Netter has become the campaign manager for High Point Mayoral Candidate Bruce Davis and she also spoke from the floor to the Guilford County Board of Commissioners at the August meeting.
Netter worked on the campaign of Guilford County Sheriff Danny Rogers, who stunned many when he beat out long-time former Sheriff BJ Barnes for the job last November. Netter then went to work for Sheriff Rogers before resigning in mid July.
Netter told the Rhino Times that she was reluctant to get back into politics but said that Davis was very adamant about bringing her on board and she finally relented and took the position.
Netter became a center of attention in Guilford County in early July after she posted on her Facebook page that Eight-ball is a racist game because the game is won when the white ball successfully knocks all the balls of color off the table and because the colored balls all have numbers – reminiscent of numbers given to people who are incarcerated – while the white ball has no such number.

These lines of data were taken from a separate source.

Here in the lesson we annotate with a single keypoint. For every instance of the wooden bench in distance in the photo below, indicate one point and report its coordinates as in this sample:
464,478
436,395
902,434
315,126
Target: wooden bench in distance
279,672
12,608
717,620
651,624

Davis is in a race with incumbent Jay Wagner and others for the High Point mayor’s seat. He and Netter share something in common: Both of them, for years, questioned the hiring and promotion policies of Barnes and his department. Davis spoke publicly about his concerns for years when he served as a Guilford County commissioner and Netter has done so for years as well – first as an employee under Barnes and, later, while working for the department under Rogers.
At the Guilford County commissioners August meeting, Netter continued to point out what she says were racially unfair practices under Barnes’ administration.

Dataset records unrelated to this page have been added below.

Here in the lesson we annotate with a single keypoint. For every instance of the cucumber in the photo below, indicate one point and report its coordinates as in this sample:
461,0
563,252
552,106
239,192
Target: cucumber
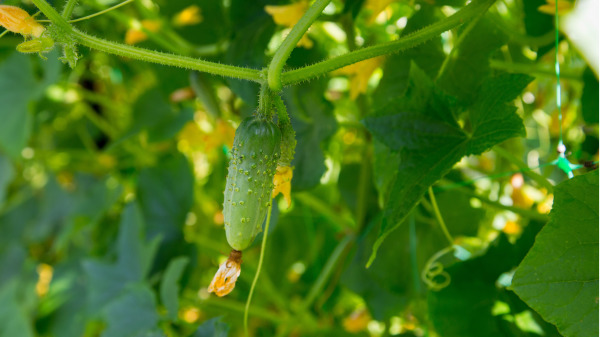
254,157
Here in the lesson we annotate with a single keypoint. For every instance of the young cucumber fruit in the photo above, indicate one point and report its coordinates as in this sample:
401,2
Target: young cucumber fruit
254,157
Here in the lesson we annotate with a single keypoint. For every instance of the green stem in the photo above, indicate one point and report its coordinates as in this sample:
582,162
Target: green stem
525,169
284,51
258,269
265,102
474,9
412,243
282,114
451,56
333,260
68,9
438,216
145,54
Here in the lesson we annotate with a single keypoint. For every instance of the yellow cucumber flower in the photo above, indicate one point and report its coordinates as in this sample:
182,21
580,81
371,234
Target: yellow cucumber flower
283,183
550,7
189,16
19,21
225,278
136,34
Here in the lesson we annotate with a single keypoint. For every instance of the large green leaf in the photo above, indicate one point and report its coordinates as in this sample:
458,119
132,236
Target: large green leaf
134,257
466,307
468,63
423,129
133,314
559,275
392,280
169,287
429,56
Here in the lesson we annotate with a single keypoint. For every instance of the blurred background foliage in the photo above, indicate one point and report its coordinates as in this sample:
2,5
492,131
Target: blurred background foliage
111,173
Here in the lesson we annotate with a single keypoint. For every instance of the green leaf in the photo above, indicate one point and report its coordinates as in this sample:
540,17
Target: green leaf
6,175
468,306
165,195
132,314
169,289
214,327
491,119
559,275
421,126
151,112
14,318
589,98
313,120
468,62
18,88
134,258
459,216
428,56
389,283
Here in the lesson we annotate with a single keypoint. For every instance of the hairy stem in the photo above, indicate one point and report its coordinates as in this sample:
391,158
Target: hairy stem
284,51
260,259
68,9
468,13
145,54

“From 1994 to 2018,” she said, “only 37 black officers were promoted to the rank of sergeant or above, with 33 of those in non-sworn detention positions behind bars, four of those in sworn positions as deputy sheriffs and only one of them assigned to supervise deputies in the street in 2016 – after my racial discrimination complaint and federal lawsuit.”
Netter filed a complaint against the department in 2014.
At the commissioners meeting, she added that there “was a demand by some for adverse action to be taken against me from my billiard game of pool spelled out on my personal Facebook page.”
She said that, to her knowledge, however, there was no demand for adverse action against Barnes and his department for years of unfair hiring and promotion practices.
She ended by saying that the Guilford County Sheriff’s Department has many excellent and dedicated officers of all colors who put their lives on the line every day, and she added that the county has greater issues to be concerned with than her personal perception of the game of pool.
“Let’s get to work,” Netter told the board.